Fünf Zentimeter. So dünn ist die Linie zwischen Held und Volldepp. Mit seinem gelochten Putt aus zwei Metern hat sich Martin Kaymer am gestrigen Sonntag unsterblich gemacht. Durch sein Par an der 18 des Medinah Country Clubs ist der Deutsche in den Pantheon der Golfgrößen aufgestiegen, die ihrem Kontinent den Ryder Cup beschert haben – so wie Graeme McDowell vor zwei Jahren in Wales. Der Leidtragende war Steve Stricker, der mit seinem verlorenen Einzel bei vier Starts nicht einen einzigen Punkt holte und von den amerikanischen Medien dafür als Vollversager gelyncht wird. Das Bizarre an der ganzen Situation ist: genau das hätte auch Martin Kaymer passieren können.
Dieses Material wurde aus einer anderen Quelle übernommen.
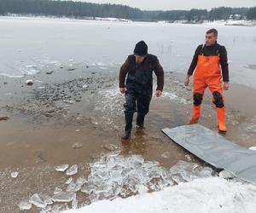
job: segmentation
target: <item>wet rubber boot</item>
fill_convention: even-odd
[[[125,133],[121,137],[121,142],[129,143],[131,140],[133,114],[125,113]]]
[[[227,128],[225,125],[225,109],[224,107],[216,107],[218,120],[218,130],[221,132],[226,132]]]
[[[200,106],[193,105],[193,111],[194,111],[194,114],[189,120],[189,124],[194,124],[198,123],[200,118],[201,105]]]
[[[145,118],[145,115],[137,114],[136,125],[137,128],[140,129],[144,128],[144,118]]]

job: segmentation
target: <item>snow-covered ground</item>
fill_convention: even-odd
[[[256,187],[220,177],[179,183],[160,192],[93,203],[66,213],[247,212],[256,210]]]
Hätte Nicolas Colsaerts den Putt von Kaymer gehabt und verschoben: niemand hätte ihm dafür den Kopf abgerissen. Genausowenig Ian Poulter, der das europäische Comeback mit seiner Energieleistung im Vierer am Samstag erst möglich gemacht hatte. Doch für Kaymer war es eine Situation, die ihn für alle Ewigkeit mit einer nicht heilenden Narbe hätte zurücklassen können. Er, den niemand im Ryder-Cup-Team dabei haben wollte. Er, der im Vierer am Freitag kein einziges Birdie erzielt hatte. Er, der von Olazábal auf die Reservebank verbannt wurde. Ausgerechnet er hatte jetzt einen Putt wie Bernhard Langer beim Ryder Cup 1991, der dem Anhausener auch 20 Jahre später noch Albträume beschert.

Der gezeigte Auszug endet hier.